Stern warnings to lenders mulling end run around California rate caps
Policymakers in both Washington and Sacramento issued a stern warning this week to high-cost lenders that hope to evade a new cap on consumer interest rates in California: Don’t even think about partnering with banks.
A recently enacted California law establishes a rate cap of around 36% for a category of installment loans that previously had no legal ceiling. Even before Democratic Gov. Gavin Newsom signed the measure, executives at three companies that charge triple-digit annual percentage rates in the Golden State spoke publicly about their efforts to make an end run around the restrictions.
To do so, the companies would partner with out-of-state banks, since depositories generally have the legal ability to apply their home states’ interest rate rules across the country.
But in congressional testimony Thursday, Federal Deposit Insurance Corp. Chairman Jelena McWilliams said that anyone who thinks so-called rent-a-bank schemes have gotten a green light from the FDIC is mistaken. “And we are not going to allow banks to evade the law,” she stated.
Last month, federal banking regulators proposed rules designed to make clear that interest rates permissible on bank loans would not be affected by their sale to a nonbank. While the proposal was widely seen as industry-friendly, the FDIC also stated that it views unfavorably firms that partner with a state bank solely with the goal of evading other states’ laws.
The California law applies to consumer installment loans between $2,500 and $9,999. Last year, three companies — Elevate Credit, Enova International and Curo Group Holdings — accounted for roughly one-quarter of all loans that would be covered by the new rules and had annual percentage rates of at least 100%. The law is set to take effect next month.
Executives at all three lenders have indicated in recent months that bank partnerships could allow them to continue charging high rates in California.
During an earnings call last month, Elevate CEO Jason Harvison said that the Fort Worth, Texas-based firm had signed a term sheet with one of its existing bank partners.

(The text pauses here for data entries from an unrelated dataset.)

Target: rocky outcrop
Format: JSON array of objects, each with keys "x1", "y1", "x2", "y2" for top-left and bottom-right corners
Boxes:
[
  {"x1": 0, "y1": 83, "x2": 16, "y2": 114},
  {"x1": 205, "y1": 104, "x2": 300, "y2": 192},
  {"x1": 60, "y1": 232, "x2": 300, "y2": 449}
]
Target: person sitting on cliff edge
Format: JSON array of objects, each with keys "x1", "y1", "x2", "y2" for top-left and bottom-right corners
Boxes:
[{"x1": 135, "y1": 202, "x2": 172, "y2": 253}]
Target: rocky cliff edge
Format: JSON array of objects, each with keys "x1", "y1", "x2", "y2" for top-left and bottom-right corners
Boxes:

“They are comfortable with going into California,” he said.
On Wednesday, California Assembly member Monique Limón, who sponsored the new law, issued a warning to Elevate, which operates under the Rise Credit brand.
“The state of California will not abide Elevate Credit’s thinly veiled attempts to continue business as usual,” she wrote in a letter to the company, which was obtained by American Banker. One of the arguments Limón made in the letter was that California courts and regulators are likely to enforce the state law.

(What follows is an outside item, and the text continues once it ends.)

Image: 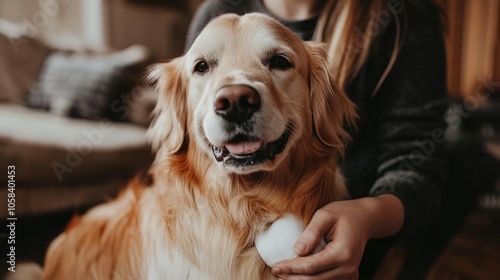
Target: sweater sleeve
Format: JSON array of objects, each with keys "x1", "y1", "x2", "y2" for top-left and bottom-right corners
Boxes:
[{"x1": 370, "y1": 9, "x2": 447, "y2": 241}]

The following day, Manuel Alvarez, the commissioner of the California Department of Business Oversight, expressed his own concern regarding lenders that are seeking to evade the new law.

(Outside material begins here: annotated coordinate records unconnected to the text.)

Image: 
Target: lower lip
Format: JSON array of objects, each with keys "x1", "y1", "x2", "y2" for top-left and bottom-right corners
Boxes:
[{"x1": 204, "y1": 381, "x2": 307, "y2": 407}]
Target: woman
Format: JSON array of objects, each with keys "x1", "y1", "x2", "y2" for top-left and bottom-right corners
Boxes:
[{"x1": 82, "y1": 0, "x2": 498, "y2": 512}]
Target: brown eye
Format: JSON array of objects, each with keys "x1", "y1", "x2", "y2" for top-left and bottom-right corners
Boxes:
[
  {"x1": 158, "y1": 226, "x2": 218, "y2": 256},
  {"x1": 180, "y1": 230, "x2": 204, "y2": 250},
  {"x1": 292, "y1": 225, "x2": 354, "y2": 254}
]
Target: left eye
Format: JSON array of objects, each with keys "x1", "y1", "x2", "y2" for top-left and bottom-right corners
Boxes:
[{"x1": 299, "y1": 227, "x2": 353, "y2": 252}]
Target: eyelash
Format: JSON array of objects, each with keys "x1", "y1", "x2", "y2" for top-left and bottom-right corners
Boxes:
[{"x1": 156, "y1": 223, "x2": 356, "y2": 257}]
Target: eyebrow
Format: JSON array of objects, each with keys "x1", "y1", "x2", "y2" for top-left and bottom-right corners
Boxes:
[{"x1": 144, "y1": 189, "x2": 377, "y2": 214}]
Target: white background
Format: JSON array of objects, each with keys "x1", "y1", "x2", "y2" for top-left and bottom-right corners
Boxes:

“Consumers deserve the protections afforded by the new rate cap law, and compliant companies deserve a level playing field,” Alvarez said in a written statement.
An Elevate spokesperson said in an email Thursday that the company’s bank partners operate in full compliance with all federal banking laws and regulations.
“As the fintech partner to banks, Elevate provides marketing services and licenses its technology platform to banks. As the originating lender, it is each individual bank’s decision whether or not to offer loans,” the email read.
The Elevate spokesperson also stated that neither any of its current bank partners nor any banks with which it is in discussions intends to originate installment loans on the company’s platform in California after Jan. 1.
The California law passed despite the opposition of lenders that charge triple-digit APRs, but it had the support of certain lower-cost lenders.
Consumer installments lending has been growing rapidly in California in recent years. In 2018, lenders originated nearly 820,000 loans in the state with balances of between $2,500 and $9,999, up from about 700,000 in 2016 and 415,000 in 2013.
Last year, approximately 56% of the fixed-rate loans that would be subject to the new California law had annual percentage rates of 40% or higher, while the rest had lower APRs, according to state data.